Nel secondo caso, il nuovo regime sanzionatorio stravolge l’impostazione prevista dalla legge 223/1991. Questa infatti riponeva il massimo della tutela nella procedura sindacale e, nel caso in cui questa fosse stata affetta da vizi, i lavoratori avevano il diritto ad essere reintegrati. Con la nuova disciplina invece si dà luogo ad un regime sanzionatorio meramente indennitario.

Si crea inoltre una disparità di trattamento tra i lavoratori delle diverse imprese a seconda del fatto che godano o meno della copertura sindacale. Infatti ove esiste una violazione delle procedure e sono presenti le organizzazioni sindacali, queste potranno agire con ricorso per condotta antisindacale, conseguendo, in caso d’esito positivo, la reintegrazione dei lavoratori licenziati. Dove invece le organizzazioni sindacali non sono presenti, i lavoratori avranno eventualmente il diritto ad ottenere un indennizzo economico (Scarpelli, 2012).

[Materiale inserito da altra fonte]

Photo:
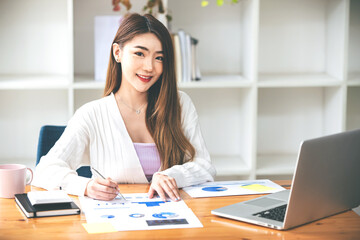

Il terzo caso invece è in linea con quanto previsto dalla vecchia normativa per quanto riguarda il carattere sanzionatorio. Le novità vengono introdotte in materia di regime processuale. I lavoratori licenziati che ritengono di essere stati scelti tramite dei criteri sbagliati possono fare ricorso in tribunale tramite un processo accelerato; in questo modo, nel caso in cui la sentenza abbia esito positivo, il dipendente potrà essere reintegrato in tempi rapidi.